Le 1er Janvier 2005, l'Europe s'est dotée de nouvelles normes comptables qui ont pour objectif final de permettre au mieux la comparaison de la situation des entreprises engagées dans le marché commun, puis dans le marché unique et enfin dans l'euro. Née pourtant dans les années 70, cette idée a connu une très lente évolution qui s'explique par le fait que les pays membres ne sont pas réjouis à l'idée de devoir bouleverser leur système comptable national. Les grandes entreprises multinationales désireuses de pouvoir simplifier leur comptabilité sur le Vieux Continent ont au contraire été des acteurs qui ont lourdement pesés et appuyés la convergence. L'idée est d'aboutir à une comptabilité mondiale qui profiterait aux grands cabinets d'audits, aux banques d'affaires et aux investisseurs institutionnels (fonds de pension). Les grands cabinet de conseil en comptabilité espèrent pouvoir définir des procédures de conseil valables dans tous les pays du monde, ce qui va accroître la rentabilité de leurs produits. Les investisseurs quant à eux, souhaitent à terme, pouvoir plus facilement comparer les entreprises dans des domaines très divers. A terme il s'agit de faire disparaître les particularismes comptables des Etats et d'opter pour une seule et même comptabilité mondiale.
Cette noble ambition n'est pas sans poser des doutes quant à sa mise en place et sa réelle pertinence au niveau européen sans même parler des risques d'instabilité qu'elle peut entraîner. Une année après l'adoption des normes comptables, l'Europe ouvre les yeux (un peu tard) sur les problèmes éventuels de cette dynamique de convergence.
Une notion-clé est développée, celle de " juste valeur». Dans le langage comptable, le mot juste n'a rien à voir avec l'équité; il exprime l'idée de l'IASB que les comptes doivent refléter le plus possible la valeur de marché de ce que les entreprises possèdent (leur actif dans le bilan) et de ce qu'elle doivent (le Passif du bilan). Le problème posé par cette notion est l'instabilité des marchés financiers ; celle-ci va se transmettre aux comptes des entreprises. Evaluer ses actifs au prix des marchés permet d'intégrer rapidement les mouvements de la Bourse: en somme quand celle ci monte, les entreprises paraissent plus riches, ce qui justifie les demandes des actionnaires d'augmenter la distribution de dividendes.
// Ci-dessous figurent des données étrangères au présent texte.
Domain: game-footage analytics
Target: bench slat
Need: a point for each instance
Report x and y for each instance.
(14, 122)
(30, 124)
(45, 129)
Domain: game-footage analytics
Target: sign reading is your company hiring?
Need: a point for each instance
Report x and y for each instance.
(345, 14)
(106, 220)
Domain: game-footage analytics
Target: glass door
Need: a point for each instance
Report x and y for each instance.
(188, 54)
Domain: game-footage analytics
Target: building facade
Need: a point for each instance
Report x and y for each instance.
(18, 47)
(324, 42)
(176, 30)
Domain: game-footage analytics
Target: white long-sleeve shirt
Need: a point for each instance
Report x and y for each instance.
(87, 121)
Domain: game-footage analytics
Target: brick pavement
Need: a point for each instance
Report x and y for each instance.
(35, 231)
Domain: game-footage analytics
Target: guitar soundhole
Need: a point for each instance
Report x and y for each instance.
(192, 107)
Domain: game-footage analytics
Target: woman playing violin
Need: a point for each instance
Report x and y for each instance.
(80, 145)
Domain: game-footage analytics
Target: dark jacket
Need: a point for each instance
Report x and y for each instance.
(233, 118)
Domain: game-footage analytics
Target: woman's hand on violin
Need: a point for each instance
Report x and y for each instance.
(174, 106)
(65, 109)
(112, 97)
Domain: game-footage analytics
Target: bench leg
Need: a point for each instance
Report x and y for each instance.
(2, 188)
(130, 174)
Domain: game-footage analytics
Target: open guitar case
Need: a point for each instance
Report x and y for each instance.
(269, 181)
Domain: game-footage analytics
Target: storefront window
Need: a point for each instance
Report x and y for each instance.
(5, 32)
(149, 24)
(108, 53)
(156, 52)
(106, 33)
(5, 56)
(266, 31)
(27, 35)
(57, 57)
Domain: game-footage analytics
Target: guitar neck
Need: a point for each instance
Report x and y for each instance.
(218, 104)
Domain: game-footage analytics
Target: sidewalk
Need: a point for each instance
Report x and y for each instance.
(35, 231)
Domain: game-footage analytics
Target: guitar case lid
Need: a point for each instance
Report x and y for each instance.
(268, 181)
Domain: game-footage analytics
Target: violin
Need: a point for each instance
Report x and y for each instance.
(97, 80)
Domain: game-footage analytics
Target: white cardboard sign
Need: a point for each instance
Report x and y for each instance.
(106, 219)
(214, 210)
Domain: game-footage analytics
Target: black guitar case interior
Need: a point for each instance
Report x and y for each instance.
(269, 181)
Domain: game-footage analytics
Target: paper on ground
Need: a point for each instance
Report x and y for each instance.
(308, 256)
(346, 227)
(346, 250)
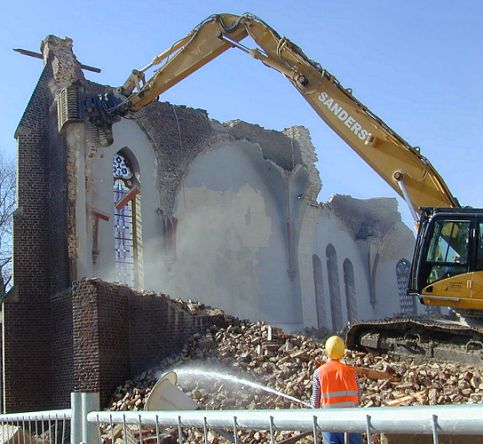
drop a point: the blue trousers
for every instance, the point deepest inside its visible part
(338, 438)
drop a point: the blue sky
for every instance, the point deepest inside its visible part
(416, 64)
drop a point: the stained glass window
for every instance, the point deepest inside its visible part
(126, 223)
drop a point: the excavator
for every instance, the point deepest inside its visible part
(447, 267)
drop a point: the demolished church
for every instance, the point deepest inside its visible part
(172, 201)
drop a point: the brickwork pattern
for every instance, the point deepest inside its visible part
(62, 346)
(120, 332)
(28, 364)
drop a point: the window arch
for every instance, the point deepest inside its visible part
(407, 303)
(127, 219)
(350, 291)
(319, 291)
(334, 287)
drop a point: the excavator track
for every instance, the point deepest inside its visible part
(421, 339)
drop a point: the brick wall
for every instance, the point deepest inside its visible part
(119, 332)
(28, 370)
(26, 312)
(62, 346)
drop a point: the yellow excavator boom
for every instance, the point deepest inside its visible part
(403, 167)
Au contraire quand la bourse baisse, l'image comptable des entreprises se dégrade fortement, ce qui renforce le mouvement de baisse.
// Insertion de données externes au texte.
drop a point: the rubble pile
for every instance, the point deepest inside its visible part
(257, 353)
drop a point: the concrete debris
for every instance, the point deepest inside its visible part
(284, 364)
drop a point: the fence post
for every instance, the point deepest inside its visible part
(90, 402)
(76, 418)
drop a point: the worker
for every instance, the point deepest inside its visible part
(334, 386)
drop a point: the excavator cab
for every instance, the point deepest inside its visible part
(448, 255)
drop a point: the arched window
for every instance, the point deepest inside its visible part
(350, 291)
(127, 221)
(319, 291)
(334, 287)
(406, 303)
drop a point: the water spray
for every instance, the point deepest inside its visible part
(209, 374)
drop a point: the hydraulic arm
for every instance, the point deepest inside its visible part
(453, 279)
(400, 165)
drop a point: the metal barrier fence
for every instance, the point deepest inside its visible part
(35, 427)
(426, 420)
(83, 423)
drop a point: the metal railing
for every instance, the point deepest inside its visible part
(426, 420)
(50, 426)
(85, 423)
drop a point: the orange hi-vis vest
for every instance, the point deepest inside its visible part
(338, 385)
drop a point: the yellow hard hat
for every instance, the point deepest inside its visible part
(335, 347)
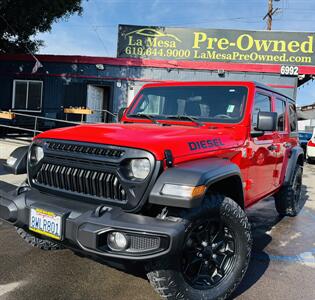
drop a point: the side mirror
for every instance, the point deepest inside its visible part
(16, 163)
(266, 121)
(121, 113)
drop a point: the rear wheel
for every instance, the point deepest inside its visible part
(214, 256)
(289, 200)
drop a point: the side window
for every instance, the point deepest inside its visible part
(262, 103)
(280, 109)
(292, 117)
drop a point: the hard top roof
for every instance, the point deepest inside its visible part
(225, 82)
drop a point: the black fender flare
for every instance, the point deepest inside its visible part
(296, 156)
(206, 172)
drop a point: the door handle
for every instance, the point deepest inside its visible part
(272, 147)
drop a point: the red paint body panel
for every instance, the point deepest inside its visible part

Or tout ce qui fait la valeur d'une entreprise ne peut pas être mesurée par un marché, par exemple un investissement dans des actions non côtées ou les actifs immatériels (immobilisations corporelles et incorporelles). Dans ce cas, les normes auxquelles l'Europe a adopté proposent d'évaluer avec des modèles théoriques et de faire "comme si " il existait un marché.
Côté risque d'instabilité, les normes ont provoqué des variations des résultats des grandes entreprises européennes de l'ordre de seulement 12% en moyenne. Une évolution modérée
L'Union européenne est la principale responsable de ce changement voulu par les investisseurs financiers et, surtout rempli d'incertitudes. En choisissant d'adhérer aux normes IASB, elle leur a donné une dimension vraiment mondiale, forçant la main aux Etats-Unis qui ont annoncé leur intention de faire aussi converger leurs propres normes vers celles de l'IASB d'ici 2008-2009. Malheureusement, pour être le premier utilisateur mondial, "l'Europe ne s'est pas donné les moyens de peser sur un organisme comptable international qui est totalement doctrinaire, acquis à la cause de la souveraineté actionnariale" dénonce Michel Aglietta dans Dérives du capitalisme financier . L'Europe essaie de se rattraper en négociant actuellement un pouvoir plus important au sein de l'IASB. Affaire à suivre dans les prochains mois!